Educar para la paz es, sin duda, un objetivo loable cuyos frutos tendremos que ver en el largo plazo. Mientras tanto, la premura nos obliga a encarar la amenaza urgente, y para esto el diálogo no nos sirve. El asesinato de Ernest Lluch nos enseñó que los terroristas no quieren dialogar. Esto no significa que la guerra sea inevitable. Reeditar un nuevo Irak solo serviría para ver regresar a miles de soldados en cajas cubiertas de banderas. Para ir a la guerra hay que estar en condiciones de ganarla, y esa seguridad no la tenemos hoy. Esa es la razón por la que cabe oponerse a mandar tropas a Siria. Esa y no otra. El simple rechazo de la guerra por la guerra no solo es pueril, sino también peligroso. Corear un “no a la guerra” absoluto y sin matices hace que se desvanezcan las fronteras de la “guerra justa”, y eso es una inmoralidad. Por decirlo con Lincoln: “Tenemos la firme resolución de que estos muertos no hayan sido en vano y que el gobierno del pueblo, por el pueblo, para el pueblo, no desaparezca de la tierra”.

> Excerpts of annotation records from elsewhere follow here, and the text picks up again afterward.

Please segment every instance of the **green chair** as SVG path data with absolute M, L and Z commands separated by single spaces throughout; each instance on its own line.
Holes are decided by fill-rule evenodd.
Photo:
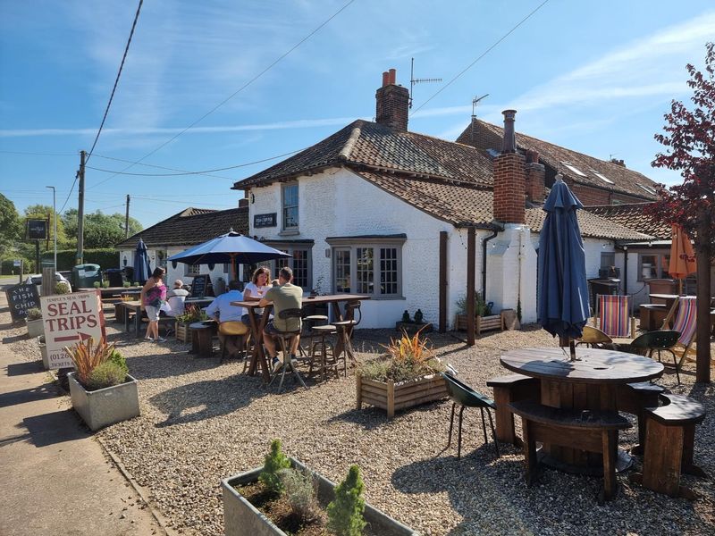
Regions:
M 459 410 L 459 430 L 458 432 L 458 440 L 457 440 L 457 459 L 461 459 L 462 456 L 462 414 L 464 413 L 465 407 L 478 407 L 479 411 L 482 414 L 482 431 L 484 433 L 484 444 L 486 445 L 489 442 L 489 439 L 486 435 L 486 423 L 484 422 L 484 410 L 486 410 L 486 415 L 489 416 L 489 426 L 492 428 L 492 438 L 494 440 L 494 450 L 496 450 L 497 457 L 499 457 L 499 446 L 497 445 L 497 439 L 496 439 L 496 432 L 494 431 L 494 423 L 492 420 L 492 414 L 490 413 L 490 409 L 496 409 L 496 405 L 494 401 L 487 398 L 483 394 L 476 392 L 468 385 L 462 383 L 454 376 L 450 376 L 450 374 L 446 374 L 442 373 L 442 378 L 444 378 L 445 383 L 447 385 L 447 392 L 450 395 L 450 398 L 452 401 L 452 415 L 450 419 L 450 439 L 447 441 L 447 448 L 452 444 L 452 429 L 454 428 L 454 408 L 458 404 L 461 406 L 461 409 Z
M 658 361 L 660 361 L 660 352 L 670 352 L 673 356 L 673 364 L 676 366 L 676 378 L 677 378 L 677 383 L 679 384 L 680 371 L 676 353 L 672 349 L 679 338 L 680 331 L 659 330 L 644 333 L 634 339 L 629 346 L 634 349 L 640 350 L 641 353 L 648 356 L 648 357 L 652 357 L 653 353 L 658 352 Z

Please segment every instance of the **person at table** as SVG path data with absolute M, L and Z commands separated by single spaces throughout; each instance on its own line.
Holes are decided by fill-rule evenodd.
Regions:
M 271 279 L 271 271 L 267 266 L 259 266 L 253 272 L 250 282 L 243 289 L 243 301 L 261 301 L 261 299 L 268 292 L 271 285 L 268 280 Z M 263 315 L 263 308 L 256 307 L 253 310 L 257 316 L 257 322 L 260 322 Z M 243 323 L 247 326 L 251 325 L 250 317 L 247 312 L 241 318 Z
M 278 362 L 276 353 L 276 341 L 274 337 L 279 331 L 292 331 L 300 327 L 299 318 L 280 318 L 281 311 L 286 309 L 301 309 L 303 307 L 303 289 L 292 283 L 293 271 L 288 266 L 281 268 L 278 272 L 278 285 L 271 287 L 265 296 L 258 302 L 258 306 L 265 307 L 270 304 L 273 306 L 273 319 L 265 324 L 263 342 L 268 350 L 268 356 L 273 364 Z M 296 350 L 300 342 L 300 336 L 293 337 L 290 344 L 290 359 L 295 359 Z
M 241 301 L 243 294 L 240 292 L 240 281 L 231 280 L 229 281 L 229 289 L 221 296 L 214 298 L 206 308 L 206 314 L 213 316 L 219 323 L 224 322 L 240 322 L 241 317 L 246 313 L 243 307 L 237 307 L 231 306 L 232 301 Z M 223 335 L 221 331 L 218 332 L 218 338 L 221 343 L 225 346 L 226 351 L 230 356 L 237 356 L 239 352 L 242 351 L 235 343 L 235 339 L 231 335 Z
M 144 339 L 164 342 L 165 339 L 159 337 L 159 311 L 166 300 L 166 285 L 164 284 L 164 268 L 155 268 L 151 277 L 147 280 L 139 293 L 141 310 L 147 312 L 149 325 Z

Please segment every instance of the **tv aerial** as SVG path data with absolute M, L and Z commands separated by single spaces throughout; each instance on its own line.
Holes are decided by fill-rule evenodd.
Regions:
M 412 92 L 415 84 L 425 84 L 431 82 L 441 82 L 442 79 L 416 79 L 415 78 L 415 58 L 412 58 L 412 64 L 409 68 L 409 107 L 412 108 Z

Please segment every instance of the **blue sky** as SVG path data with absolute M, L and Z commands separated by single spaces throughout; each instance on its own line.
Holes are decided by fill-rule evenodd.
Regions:
M 437 3 L 354 0 L 257 80 L 194 123 L 343 7 L 348 0 L 147 0 L 105 130 L 88 165 L 106 157 L 182 171 L 236 166 L 308 147 L 374 114 L 382 72 L 443 82 L 415 88 L 409 130 L 455 139 L 476 113 L 627 165 L 653 170 L 670 100 L 687 99 L 685 65 L 702 68 L 715 38 L 711 1 L 550 0 L 447 86 L 543 0 Z M 19 211 L 57 208 L 79 151 L 88 150 L 106 106 L 138 2 L 0 0 L 0 191 Z M 449 9 L 445 6 L 449 5 Z M 435 92 L 439 95 L 425 104 Z M 417 110 L 417 108 L 419 108 Z M 17 153 L 36 153 L 35 155 Z M 42 154 L 42 155 L 39 155 Z M 147 177 L 87 171 L 87 211 L 130 214 L 149 226 L 187 206 L 236 206 L 235 180 L 278 160 L 212 176 Z M 169 173 L 144 165 L 126 172 Z M 67 208 L 77 206 L 76 188 Z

Tampoco han faltado quienes han equiparado cualquier respuesta militar a los atentados con el terrorismo mismo, en un ejercicio indecente de equidistancia que, por desgracia, no nos es ajeno en España. A veces, no hay nada más extremista que un equidistante. Y hay quienes han apuntado a Occidente como culpable. A nadie en su sano juicio se le ocurriría decir, ante el asesinato de una mujer a manos de su pareja, “algo habría hecho”. Sin embargo, este tipo de argumentos sí parecen válidos para algunos cuando la víctima es occidental y el crimen es de odio: el “esto nos pasa por invadir Irak” tampoco es nuevo, llevamos oyéndolo 11 años. Primero se usó para explicar el 11-M (no importa que los atentados de Madrid se planearan antes de la invasión), y ahora vale también para París. El análisis de las causas de una masacre es fundamental cuando es punto de partida hacia una solución, pero queda reducido a vano prejuicio ideológico cuando se señala como punto de llegada.
De los escombros de París, no obstante, cabe recoger algo de luz: en las horas más bajas del proyecto federal europeo, la desgracia nos ha hecho, por fin, sentir conciudadanos. En realidad no es tal paradoja: la existencia de un enemigo exterior siempre ha sido un elemento de cohesión de los pueblos. Ahora toca combatir a ese enemigo, pero no será con diálogo. Será con cooperación policial, con labores de Inteligencia, con espionaje, con armas. Se lo debemos a los 130 asesinados. Se lo debemos al rock and roll, al fútbol, a las minifaldas, a los bares de copas: a Europa. Se lo debemos a Ernest Lluch. Hasta que solo griten, y ya no maten.
***Aurora Nacarino-Brabo es periodista y coautora de #Ciudadanos: Deconstruyendo a Albert Rivera.